An occupational health program will be implemented per AR 40–5, chapter 5, for all employees whose employment requires that they conduct duties in a BDP etiologic agent area. Essential elements of the program will include—

(a) Medical surveillance examinations. Medical examinations by a licensed medical doctor will be given prior to employment, at least every 3 years thereafter, and upon termination of duties requiring access to laboratories where etiologic agents are used. When full medical examinations are not given annually, health professionals will perform annual health screening. Safety and health professionals will ensure that medical examiners are made aware of all hazardous substances each employee works with at the time of the medical examination. The physician's findings will include assessment of whether an employee has any health condition that would preclude work with etiologic agents. If any of the findings obtained during the examination are outside the normal range, the employee's supervisor and the employee will be notified and counseled on the courses of action available. In addition, a safety and health audit will be conducted to identify any potential occupational causes for the abnormalities, and corrective measures will be taken if applicable.

(b) Serum samples. When appropriate, considering the agent(s) handled, baseline serum samples for laboratory and other at-risk personnel will be collected and stored for their biologically useful lifetime, but not longer than 40 years. Additional serum specimens will be collected periodically, based upon the agents handled, or as required by participation in a special immunizations program. SOPs will be written detailing the collection procedures and periods if serum sampling is deemed necessary.

(c) Assignment of personnel. Personnel assigned duties in work areas where etiologic agents are used will be evaluated to determine their suitability for their assigned tasks by the installation medical authority. Only personnel who are physically and mentally capable of working in biocontainment areas (BL–3 and BL–4) or with toxins will be assigned to these duties.

(d) Immunization of at-risk personnel. The guidelines for immunizations in the latest edition of the American College of Physicians' Guide for Adult Immunizations and recommendations of Health and Human Services (HHS) in publication number (NIH) 88–8395 shall be followed. A resource list for available immunizations for personnel at risk is given in appendix B of this part.

(e) Reporting exposures. Spills and mishaps which result in observable, known or potential exposures to etiologic agents will be immediately reported to the supervisor, the safety officer, the responsible medical personnel, and the commander. Appropriate medical evaluation, surveillance, and treatment will be provided and written records of these occurrences will be maintained for 40 years. A Med-16 report will be initiated (see AR 40–400).

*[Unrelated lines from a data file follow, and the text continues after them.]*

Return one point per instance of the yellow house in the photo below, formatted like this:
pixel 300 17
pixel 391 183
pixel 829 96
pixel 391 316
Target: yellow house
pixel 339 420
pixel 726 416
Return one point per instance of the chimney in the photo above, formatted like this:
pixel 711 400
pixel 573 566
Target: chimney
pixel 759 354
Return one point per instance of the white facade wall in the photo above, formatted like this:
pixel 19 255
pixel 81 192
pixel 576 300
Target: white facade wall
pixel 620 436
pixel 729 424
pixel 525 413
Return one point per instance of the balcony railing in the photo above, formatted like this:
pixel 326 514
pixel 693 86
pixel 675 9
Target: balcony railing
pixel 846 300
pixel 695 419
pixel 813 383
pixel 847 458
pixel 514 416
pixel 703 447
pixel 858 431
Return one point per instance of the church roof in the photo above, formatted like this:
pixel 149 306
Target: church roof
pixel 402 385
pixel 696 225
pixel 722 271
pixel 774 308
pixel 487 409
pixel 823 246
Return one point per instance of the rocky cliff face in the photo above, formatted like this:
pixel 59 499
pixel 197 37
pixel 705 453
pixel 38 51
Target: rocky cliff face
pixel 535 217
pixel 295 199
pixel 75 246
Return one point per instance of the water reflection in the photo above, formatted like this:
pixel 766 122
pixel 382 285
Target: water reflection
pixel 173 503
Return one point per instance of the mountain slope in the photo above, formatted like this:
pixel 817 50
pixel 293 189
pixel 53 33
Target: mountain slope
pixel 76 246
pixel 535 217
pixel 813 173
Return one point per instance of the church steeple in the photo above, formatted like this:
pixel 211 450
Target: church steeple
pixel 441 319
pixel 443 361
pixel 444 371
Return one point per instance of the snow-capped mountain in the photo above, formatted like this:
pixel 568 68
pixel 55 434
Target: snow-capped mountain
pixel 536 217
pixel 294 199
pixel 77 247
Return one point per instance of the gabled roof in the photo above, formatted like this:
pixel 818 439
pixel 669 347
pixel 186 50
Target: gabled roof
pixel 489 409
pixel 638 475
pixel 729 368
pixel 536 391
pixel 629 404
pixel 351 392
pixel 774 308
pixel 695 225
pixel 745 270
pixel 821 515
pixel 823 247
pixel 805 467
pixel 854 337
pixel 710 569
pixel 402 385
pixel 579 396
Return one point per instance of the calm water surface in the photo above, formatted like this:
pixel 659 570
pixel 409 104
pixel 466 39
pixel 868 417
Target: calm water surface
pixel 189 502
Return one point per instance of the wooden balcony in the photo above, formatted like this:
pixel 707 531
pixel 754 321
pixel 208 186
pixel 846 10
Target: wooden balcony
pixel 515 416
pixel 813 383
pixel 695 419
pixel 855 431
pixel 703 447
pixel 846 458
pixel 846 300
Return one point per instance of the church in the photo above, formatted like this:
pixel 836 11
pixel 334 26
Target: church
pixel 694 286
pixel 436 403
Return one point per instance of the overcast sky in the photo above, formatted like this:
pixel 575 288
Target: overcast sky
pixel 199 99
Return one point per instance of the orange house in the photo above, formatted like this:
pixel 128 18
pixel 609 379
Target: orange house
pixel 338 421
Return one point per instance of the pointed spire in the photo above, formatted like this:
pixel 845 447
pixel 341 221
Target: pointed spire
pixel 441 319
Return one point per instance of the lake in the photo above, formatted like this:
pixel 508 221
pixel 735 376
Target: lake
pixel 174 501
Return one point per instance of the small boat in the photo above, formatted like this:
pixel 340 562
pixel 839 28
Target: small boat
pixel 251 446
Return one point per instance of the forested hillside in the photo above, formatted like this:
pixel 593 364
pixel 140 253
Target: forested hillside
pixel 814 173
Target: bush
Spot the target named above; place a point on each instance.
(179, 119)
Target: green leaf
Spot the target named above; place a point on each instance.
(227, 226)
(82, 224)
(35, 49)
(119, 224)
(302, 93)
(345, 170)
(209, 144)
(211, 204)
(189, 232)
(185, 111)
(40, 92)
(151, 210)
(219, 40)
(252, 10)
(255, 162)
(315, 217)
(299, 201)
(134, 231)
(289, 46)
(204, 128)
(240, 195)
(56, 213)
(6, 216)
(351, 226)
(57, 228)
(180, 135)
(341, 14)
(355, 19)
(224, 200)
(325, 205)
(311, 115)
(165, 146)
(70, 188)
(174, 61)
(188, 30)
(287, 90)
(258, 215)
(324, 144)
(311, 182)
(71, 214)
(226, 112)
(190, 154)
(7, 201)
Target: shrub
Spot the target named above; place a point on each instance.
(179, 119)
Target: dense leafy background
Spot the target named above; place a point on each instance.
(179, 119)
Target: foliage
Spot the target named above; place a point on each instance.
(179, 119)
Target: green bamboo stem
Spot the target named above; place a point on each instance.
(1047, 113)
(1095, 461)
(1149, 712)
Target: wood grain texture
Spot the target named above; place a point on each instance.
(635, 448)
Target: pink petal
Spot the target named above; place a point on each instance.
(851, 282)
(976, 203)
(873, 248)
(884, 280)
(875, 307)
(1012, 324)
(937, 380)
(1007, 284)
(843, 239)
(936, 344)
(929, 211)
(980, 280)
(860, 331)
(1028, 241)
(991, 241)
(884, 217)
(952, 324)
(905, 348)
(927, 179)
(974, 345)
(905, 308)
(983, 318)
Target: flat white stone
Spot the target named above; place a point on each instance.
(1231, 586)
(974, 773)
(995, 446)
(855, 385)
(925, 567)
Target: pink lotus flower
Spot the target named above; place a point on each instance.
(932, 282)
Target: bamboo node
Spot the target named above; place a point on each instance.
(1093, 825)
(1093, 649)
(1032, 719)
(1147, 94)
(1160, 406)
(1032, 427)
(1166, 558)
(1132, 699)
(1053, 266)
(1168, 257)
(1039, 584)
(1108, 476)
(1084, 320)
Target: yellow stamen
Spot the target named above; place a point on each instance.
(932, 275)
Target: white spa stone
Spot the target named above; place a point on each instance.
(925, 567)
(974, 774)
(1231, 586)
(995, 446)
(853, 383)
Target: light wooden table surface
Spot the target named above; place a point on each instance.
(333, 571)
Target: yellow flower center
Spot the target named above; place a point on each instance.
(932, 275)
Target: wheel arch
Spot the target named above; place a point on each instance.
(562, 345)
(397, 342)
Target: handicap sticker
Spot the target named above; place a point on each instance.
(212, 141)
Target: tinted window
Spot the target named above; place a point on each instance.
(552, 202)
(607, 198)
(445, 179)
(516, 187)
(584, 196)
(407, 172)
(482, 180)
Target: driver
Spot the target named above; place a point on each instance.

(f) Quarantine. When etiologic agents designated as BL–4 by the CDC-NIH in HHS publication no. (NIH) 88–8395, (or most recent edition) are handled, a facility for the quarantine, isolation, and medical care of personnel with potential or known laboratory-associated exposures will be available.

§ 627.9   Medical records.

Army activities will maintain medical records in accordance with AR 40–66 and FPM 293–31 for all military and Department of the Army (DA) civilian employees who work with etiologic agents under sponsorship of the BDP.